3. Contextual Retrieval: When evaluating a proposition, VeriFact dynamically retrieves the most relevant facts from the EHR to provide context for the proposition. This reference context ensures that the proposition is evaluated against accurate, patient-specific data.
4. LLM-as-a-Judge: An LLM, trained as a judge, compares each proposition with its reference context to determine whether it is Supported, Not Supported, or Not Addressed. The system also generates explanations for the verdicts, ensuring transparency and providing valuable insights into the verification process.

Performance Evaluation and Results

VeriFact was tested on both human-written and LLM-generated BHC summaries. For each type of input text, both sentence-level and atomic claim-level decompositions were evaluated. The results revealed that VeriFact significantly outperforms previous methods for fact-checking long-form clinical text.
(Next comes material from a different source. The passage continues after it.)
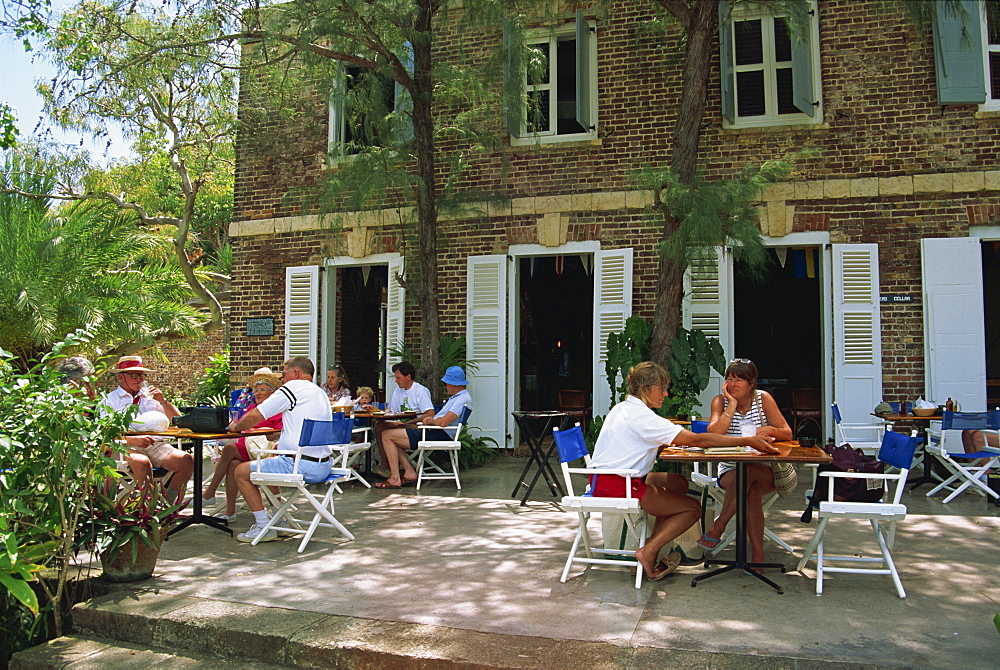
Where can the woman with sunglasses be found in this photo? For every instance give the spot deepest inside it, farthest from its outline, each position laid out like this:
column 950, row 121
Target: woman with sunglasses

Notably, it surpassed the highest agreement among human clinicians by 4.2%, demonstrating its efficacy in ensuring the factual consistency of LLM-generated clinical content.
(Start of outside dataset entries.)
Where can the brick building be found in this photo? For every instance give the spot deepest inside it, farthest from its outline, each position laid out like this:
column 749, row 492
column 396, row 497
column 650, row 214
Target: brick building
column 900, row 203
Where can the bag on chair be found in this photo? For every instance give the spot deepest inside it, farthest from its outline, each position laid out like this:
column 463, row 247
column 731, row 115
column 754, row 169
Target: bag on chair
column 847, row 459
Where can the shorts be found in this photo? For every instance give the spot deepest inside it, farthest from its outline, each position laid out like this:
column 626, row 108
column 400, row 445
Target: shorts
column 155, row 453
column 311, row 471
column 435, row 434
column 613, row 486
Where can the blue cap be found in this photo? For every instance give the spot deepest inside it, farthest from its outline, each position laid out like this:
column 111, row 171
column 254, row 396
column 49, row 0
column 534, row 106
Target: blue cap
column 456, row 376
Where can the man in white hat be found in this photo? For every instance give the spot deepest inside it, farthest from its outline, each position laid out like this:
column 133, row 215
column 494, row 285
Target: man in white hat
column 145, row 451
Implications for LLM Applications in Healthcare

The potential impact of VeriFact extends far beyond just verifying discharge summaries. As LLMs become more integrated into clinical workflows — from patient risk prediction to clinical decision support — ensuring the factual accuracy of AI-generated content is critical. VeriFact addresses this challenge by providing an automated and scalable solution for verifying patient-specific information, reducing the reliance on human clinicians for manual fact-checking.

Moreover, by integrating common-sense reasoning and real-time adjustments based on patient-specific data, VeriFact enhances the credibility of LLMs in healthcare. This could accelerate the adoption of AI-driven clinical applications by alleviating concerns about the accuracy and reliability of AI-generated content.

Conclusion: A Step Forward in AI-Driven Clinical Applications

VeriFact presents a robust solution to the problem of fact-checking LLM-generated text in clinical medicine. By combining retrieval-augmented generation with a LLM-as-a-Judge, it can automatically verify the factual consistency of clinical narratives against a patient’s EHR. The VeriFact-BHC dataset provides an invaluable resource for further development and evaluation of patient-specific fact-checking systems. With its ability to achieve human-level accuracy and transparency, VeriFact holds the potential to play a key role in the future of AI applications in healthcare, ensuring that AI-driven clinical decision-making is both accurate and reliable.